Abstract
The Ribosomal Database Project (RDP) grew out of Carl Woese’s vision of how rRNA comparative methods could transform biology. First at the University of Illinois Urbana-Champaign, and later at Michigan State University’s Center for Microbial Ecology, the project has grown from a few hundred to several million rRNA gene sequences. In the years since Woese started the RDP, publications describing the database and related tools have been cited over 11 000 times in journals spanning a wide range of disciplines, while the RDP website is accessed by 10 000 researchers in over 20 000 analysis sessions each month. This article describes the history of RDP’s development over the last two decades.
Keywords: rRNA, phylogeny, microbial ecology, microbiology, database, Woese
Beginning Days of RDP
Carl Woese and his colleague Gary Olsen realized that making the rRNA sequence data they were using to derive phylogenetic relationships between organisms available to the research community would help stimulate more such research. In 1989 they obtained initial funding from the National Science Foundation to help make these resources available and on 5 January 1992, the first version of the Ribosomal Database Project (RDP) was released.1 This first version was available via an FTP site hosted by Argonne National Laboratory, an early indication of the importance to multiple government agencies of the types of science enabled by RDP. This release consisted of 471 hand-aligned 16S rRNA sequences mostly generated by Woese’s own research group, plus the “AE2” alignment editor to enable researchers to add their locally generated sequences to this alignment. By Release 3 in August 1993, the number of bacterial 16S rRNA sequences had increased to 1379,2 a great scientific achievement, but one that was taking more and more time to properly curate using the tools available at the time.
November 1993 Phone Call
In November 1993 I (Tiedje) received a message that I was to call Carl Woese, and that he wanted to talk about the future of RDP. I was on sabbatical at the University of Hawai’i with Dave Karl. I phoned him back and his point was this: he wanted to plan to get RDP located at a place where the ongoing science meshed with RDP so that RDP’s development could be guided by science needs, and he thought microbial ecology would be the driver of ribosomal sequence data use. We, being the Center for Microbial Ecology (CME), were in our fourth year of funding by the National Science Foundation as a Science and Technology Center, one of the first class with 11 such centers. This new NSF program was widely publicized and, hence, to Carl and others, it was seen that microbial ecology had legs and more solid prospects for stable funding. The NSF funding was for 11 years, and database funding even at that time was difficult to obtain, so Carl also hinted at the fact that stable funding would be needed to grow RDP. In hindsight, Carl was right in foreseeing microbial ecology as the lead dog for RDP and that the funding had to be a part of the strategy.

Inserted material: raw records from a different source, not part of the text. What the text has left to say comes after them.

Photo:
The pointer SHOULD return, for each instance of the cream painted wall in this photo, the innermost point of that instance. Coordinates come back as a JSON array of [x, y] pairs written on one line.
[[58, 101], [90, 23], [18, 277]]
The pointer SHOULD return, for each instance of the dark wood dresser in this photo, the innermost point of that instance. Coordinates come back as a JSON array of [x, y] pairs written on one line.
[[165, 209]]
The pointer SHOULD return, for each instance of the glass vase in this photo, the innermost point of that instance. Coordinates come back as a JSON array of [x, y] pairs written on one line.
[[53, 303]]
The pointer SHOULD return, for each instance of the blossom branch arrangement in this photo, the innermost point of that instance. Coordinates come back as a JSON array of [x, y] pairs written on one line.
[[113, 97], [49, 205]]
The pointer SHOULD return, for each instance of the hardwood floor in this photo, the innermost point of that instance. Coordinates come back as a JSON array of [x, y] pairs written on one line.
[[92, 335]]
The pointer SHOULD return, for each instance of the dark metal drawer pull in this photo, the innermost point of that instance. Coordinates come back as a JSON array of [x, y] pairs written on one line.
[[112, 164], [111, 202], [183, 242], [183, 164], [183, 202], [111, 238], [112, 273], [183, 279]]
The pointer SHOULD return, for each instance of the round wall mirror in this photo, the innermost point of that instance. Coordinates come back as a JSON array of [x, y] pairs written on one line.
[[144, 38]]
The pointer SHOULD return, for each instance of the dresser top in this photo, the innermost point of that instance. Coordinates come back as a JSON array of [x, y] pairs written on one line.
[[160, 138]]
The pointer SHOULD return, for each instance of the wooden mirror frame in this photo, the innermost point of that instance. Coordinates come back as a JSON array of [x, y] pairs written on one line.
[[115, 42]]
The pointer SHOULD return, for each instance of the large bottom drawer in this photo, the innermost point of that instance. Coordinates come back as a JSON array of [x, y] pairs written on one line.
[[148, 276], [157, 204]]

A perhaps interesting sidelight of my November phone call from Hawai’i is that Carl’s brother-in-law was an executive of Hawaiian Airlines and that Carl was familiar with the islands, having visited his relatives on several occasions. This led to our discussing whether the young age and geographic isolation of Hawai’i might be seen in ecological and evolutionary patterns of microbes as has been so famous for a number of higher organisms. His opinion reflected his focus, that Hawai’i soil microbes would be no different than those anywhere (in a similar habitat), but he did acknowledge that his opinion was based on the SSU rRNA gene. Perhaps this fortuitous Hawai’i link got the Michigan State University–University of Illinois relationship off on a comfortable footing.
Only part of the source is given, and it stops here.